Prolog

3 0 0
                                    

Diana Russel kini tengah berjalan santai menuju salah satu cafe. Ia ada janji temu dengan seseorang yang tadi malam menghubungi untuk membicarakan sesuatu. 

Suara lonceng dari pintu menggema di dalam cafe, menandakan bahwa ada pelanggan yang masuk. 

Gadis itu memilih untuk duduk di dekat jendela, spot favorit untuk menikmati senja juga jalanan luar yang menampilkan kondisi para pejalan kaki yang sedang berlalu lalang. 

Diana tak menunggu lama, cukup sepuluh menit sebelum seorang pria menarik kursi yang berada di depannya dan duduk tenang di sana.

"Jadi, apa yang ingin kau bicarakan, Ernest!" Diana masih menumpukan tatapan pada pandangan luar. Ia tak terlalu tertarik untuk menjatuhkan tatapannya pada sosok pria tersebut.

"Kau to the point sekali!" Pria yang memiliki paras rupawan tersebut tampak merengut lucu, namun cukup menjengkelkan bagi Diana. 

Gadis itu tak pernah ingin dekat dengan pria bernama Ernest tersebut, karna ia sangat mengenali bagaimana karakternya di balik wajah tampan yang tampak memikat.

"Aku tidak pernah suka basa-basi," sahut Diana lugas tanpa sekalipun mengalihkan mata. Pandangan luar lebih menarik daripada wajah menjengkelkan yang tak ingin ia jumpai saat ini.

Ernest sendiri tak tersinggung dengan sikap dingin Diana. Lagipula ia sendiri tahu bahwa gadis itu tak menyukainya untuk alasan lain. 

"Aku hanya ingin mengatakan untuk tak terlalu ikut campur dalam hubunganku dengan Devina," Ernest menyamankan duduknya sembari mengamati bagaimana raut Diana mulai mengeras. Kini atensi gadis itu sepenuhnya teralihkan pada Ernest. Bahkan gadis itu memberikan tatapan tajam yang mampu membuat siapapun bergidik.

"Keparat!" Diana tak sungkan untuk mengumpat. Ia mendesis marah melihat raut santai Ernest setelah mengatakan kalimat barusan. "Aku berhak untuk ikut campur karna Devina adalah kakakku. Dan aku tidak ingin kakakku terluka karna bajingan sepertimu!" Sentak Diana marah. 

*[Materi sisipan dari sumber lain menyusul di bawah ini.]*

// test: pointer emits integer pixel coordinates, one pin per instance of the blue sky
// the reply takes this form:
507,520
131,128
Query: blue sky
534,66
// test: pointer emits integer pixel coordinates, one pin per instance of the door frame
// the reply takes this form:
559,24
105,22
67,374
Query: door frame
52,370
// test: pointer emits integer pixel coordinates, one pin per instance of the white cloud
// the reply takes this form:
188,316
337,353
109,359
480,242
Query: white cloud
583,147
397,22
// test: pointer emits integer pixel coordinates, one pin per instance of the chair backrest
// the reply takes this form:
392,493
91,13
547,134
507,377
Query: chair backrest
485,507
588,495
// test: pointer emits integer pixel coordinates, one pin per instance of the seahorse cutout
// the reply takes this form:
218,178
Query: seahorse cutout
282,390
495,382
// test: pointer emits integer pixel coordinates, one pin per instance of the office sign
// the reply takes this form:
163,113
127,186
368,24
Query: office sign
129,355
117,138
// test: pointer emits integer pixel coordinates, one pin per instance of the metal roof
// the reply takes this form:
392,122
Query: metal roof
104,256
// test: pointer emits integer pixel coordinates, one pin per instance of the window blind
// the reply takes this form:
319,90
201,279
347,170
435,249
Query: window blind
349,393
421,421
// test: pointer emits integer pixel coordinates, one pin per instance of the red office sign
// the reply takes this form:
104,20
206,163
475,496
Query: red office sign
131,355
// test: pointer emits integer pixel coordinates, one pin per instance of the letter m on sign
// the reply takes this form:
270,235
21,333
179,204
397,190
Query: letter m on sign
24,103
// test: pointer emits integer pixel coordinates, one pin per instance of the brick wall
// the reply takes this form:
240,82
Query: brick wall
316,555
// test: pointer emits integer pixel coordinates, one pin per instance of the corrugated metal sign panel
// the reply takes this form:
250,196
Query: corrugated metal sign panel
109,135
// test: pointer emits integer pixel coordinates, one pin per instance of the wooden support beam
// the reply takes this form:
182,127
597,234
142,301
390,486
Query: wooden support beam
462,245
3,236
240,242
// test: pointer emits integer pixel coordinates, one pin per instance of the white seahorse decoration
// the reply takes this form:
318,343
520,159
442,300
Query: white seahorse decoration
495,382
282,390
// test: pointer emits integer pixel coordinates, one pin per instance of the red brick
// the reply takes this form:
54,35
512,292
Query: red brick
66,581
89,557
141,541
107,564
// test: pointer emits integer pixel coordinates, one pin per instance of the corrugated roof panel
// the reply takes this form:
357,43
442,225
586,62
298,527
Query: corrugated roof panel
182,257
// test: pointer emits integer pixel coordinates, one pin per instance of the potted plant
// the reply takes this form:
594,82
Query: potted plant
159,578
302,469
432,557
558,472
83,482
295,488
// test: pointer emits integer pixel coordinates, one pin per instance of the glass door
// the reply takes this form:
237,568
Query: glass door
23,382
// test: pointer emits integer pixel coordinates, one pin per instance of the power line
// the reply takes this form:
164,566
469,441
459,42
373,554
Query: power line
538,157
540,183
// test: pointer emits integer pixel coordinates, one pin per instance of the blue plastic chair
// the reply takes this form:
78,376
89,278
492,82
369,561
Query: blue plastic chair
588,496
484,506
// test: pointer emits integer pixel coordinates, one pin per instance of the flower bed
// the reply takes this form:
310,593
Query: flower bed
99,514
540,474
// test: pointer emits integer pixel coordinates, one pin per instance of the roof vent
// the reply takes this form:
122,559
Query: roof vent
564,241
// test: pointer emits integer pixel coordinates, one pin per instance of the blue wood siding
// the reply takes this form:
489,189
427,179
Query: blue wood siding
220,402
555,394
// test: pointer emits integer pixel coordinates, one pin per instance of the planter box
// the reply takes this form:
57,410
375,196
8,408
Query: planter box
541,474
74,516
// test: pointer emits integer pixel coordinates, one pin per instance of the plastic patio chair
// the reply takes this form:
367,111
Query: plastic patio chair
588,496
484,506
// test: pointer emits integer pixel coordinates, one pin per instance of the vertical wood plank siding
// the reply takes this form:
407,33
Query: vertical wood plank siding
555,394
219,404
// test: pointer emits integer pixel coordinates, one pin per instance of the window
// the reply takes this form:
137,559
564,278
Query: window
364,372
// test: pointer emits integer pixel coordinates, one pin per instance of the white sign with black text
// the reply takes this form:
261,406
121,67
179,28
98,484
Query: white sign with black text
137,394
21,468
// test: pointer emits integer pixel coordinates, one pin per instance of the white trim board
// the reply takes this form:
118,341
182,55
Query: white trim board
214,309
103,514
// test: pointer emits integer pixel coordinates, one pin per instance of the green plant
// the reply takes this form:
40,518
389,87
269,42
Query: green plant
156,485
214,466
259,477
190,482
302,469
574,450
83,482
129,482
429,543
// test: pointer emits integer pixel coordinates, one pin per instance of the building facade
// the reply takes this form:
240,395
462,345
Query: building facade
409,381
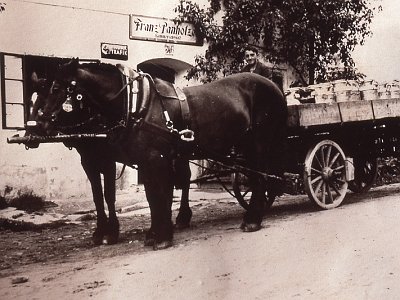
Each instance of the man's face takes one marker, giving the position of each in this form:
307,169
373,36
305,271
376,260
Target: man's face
250,56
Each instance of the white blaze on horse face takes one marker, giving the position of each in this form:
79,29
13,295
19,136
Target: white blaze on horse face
34,97
67,105
250,56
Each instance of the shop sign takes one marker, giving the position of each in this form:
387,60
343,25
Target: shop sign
161,30
114,51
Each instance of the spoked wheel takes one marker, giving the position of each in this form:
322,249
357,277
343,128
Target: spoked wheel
242,191
365,173
325,174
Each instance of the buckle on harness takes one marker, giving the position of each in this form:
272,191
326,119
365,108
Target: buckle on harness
187,135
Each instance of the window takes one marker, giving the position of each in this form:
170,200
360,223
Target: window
16,84
12,92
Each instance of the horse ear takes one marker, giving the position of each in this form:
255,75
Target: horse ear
34,78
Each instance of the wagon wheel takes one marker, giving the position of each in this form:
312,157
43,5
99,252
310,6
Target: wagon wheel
325,174
242,191
365,173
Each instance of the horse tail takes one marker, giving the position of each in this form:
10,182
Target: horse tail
270,124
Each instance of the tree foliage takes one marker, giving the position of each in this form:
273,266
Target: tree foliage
308,35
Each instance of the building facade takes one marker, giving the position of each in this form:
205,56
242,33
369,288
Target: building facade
36,36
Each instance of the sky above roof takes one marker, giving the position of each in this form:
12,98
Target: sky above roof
379,58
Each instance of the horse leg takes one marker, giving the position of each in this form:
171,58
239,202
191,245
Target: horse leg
253,216
158,182
93,175
182,171
109,172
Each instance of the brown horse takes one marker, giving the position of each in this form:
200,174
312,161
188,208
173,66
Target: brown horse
98,158
245,111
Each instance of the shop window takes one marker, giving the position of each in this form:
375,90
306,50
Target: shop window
17,87
12,92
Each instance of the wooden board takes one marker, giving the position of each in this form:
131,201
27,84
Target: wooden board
356,111
387,108
313,114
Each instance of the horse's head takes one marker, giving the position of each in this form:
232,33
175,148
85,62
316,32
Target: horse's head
79,93
65,106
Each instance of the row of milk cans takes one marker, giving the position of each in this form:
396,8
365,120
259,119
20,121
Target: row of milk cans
343,91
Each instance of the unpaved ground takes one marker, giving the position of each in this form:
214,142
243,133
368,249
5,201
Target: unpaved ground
347,253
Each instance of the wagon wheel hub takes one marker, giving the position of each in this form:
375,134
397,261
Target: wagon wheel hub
327,173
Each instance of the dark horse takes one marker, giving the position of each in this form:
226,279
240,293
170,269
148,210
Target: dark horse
245,111
98,158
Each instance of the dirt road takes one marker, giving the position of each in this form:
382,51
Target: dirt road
350,252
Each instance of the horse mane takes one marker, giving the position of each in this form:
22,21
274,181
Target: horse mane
99,66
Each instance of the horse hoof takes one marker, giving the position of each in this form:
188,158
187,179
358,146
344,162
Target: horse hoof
162,245
149,242
250,227
182,225
150,238
97,238
111,239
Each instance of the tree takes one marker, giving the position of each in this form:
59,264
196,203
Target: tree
308,35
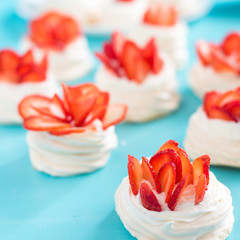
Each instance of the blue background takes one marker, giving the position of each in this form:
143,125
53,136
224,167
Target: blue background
36,206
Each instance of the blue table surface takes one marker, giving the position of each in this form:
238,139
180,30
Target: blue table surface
36,206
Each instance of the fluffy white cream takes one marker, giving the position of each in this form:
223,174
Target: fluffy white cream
73,62
12,94
204,79
155,97
218,138
172,40
71,154
212,219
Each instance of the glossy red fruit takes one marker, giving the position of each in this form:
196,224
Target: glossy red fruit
150,175
134,174
175,197
187,169
165,156
167,179
201,188
148,199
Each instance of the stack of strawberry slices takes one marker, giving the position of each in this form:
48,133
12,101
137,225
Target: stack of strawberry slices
161,22
218,67
19,77
214,125
61,38
139,77
168,197
73,134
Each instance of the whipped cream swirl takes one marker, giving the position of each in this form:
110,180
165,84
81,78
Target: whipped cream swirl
73,153
11,94
73,62
212,219
155,97
205,79
172,39
218,138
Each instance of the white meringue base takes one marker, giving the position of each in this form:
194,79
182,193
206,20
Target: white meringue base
204,79
155,97
212,219
171,40
218,138
73,62
71,154
12,94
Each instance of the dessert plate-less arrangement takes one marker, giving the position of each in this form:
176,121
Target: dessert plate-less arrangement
168,197
73,134
139,77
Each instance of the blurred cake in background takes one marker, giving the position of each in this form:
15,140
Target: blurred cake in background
21,76
218,66
161,22
139,77
61,38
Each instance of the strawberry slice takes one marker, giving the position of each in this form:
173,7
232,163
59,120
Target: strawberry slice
201,188
9,61
150,175
167,179
173,201
43,123
114,114
134,174
201,166
148,199
25,107
187,168
231,44
167,156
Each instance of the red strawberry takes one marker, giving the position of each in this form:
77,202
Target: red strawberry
173,201
167,179
9,61
150,175
134,174
201,188
148,199
114,114
201,166
231,44
166,156
44,123
187,168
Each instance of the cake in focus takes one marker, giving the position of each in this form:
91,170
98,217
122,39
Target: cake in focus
60,37
218,67
138,77
21,75
73,134
168,197
215,128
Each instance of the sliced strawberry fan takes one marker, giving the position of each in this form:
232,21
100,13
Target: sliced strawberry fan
161,15
170,171
54,31
225,106
223,57
75,113
21,69
125,59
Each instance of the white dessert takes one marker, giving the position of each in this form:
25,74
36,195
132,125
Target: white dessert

Ya, Ernest salah satu pria yang menganggap seorang perempuan adalah mainan yang bisa mereka perlakukan semena-mena. Itu sebabnya gadis itu tak pernah suka dengan sosok Ernest karna pria itu memanfaatkan para gadis dan membuat mereka terluka setelah ia dapatkan. Dan kini, target Ernest adalah kakaknya, Devina. Tentu saja Diana tidak akan tinggal diam.

"Hm, padahal aku sudah menperingatimu beberapa kali untuk tak terlalu mengurusi masalahku. Tapi yeah, kau yang keras kepala, jadi jangan salahkan aku jika nanti terjadi sesuatu padamu, ataupun pada Devina." Ernest seakan menuangkan minyak pada kobaran api. Ia senang kali memancing amarah Diana, apalagi melihat bagaimana wajah cantik itu memerah. 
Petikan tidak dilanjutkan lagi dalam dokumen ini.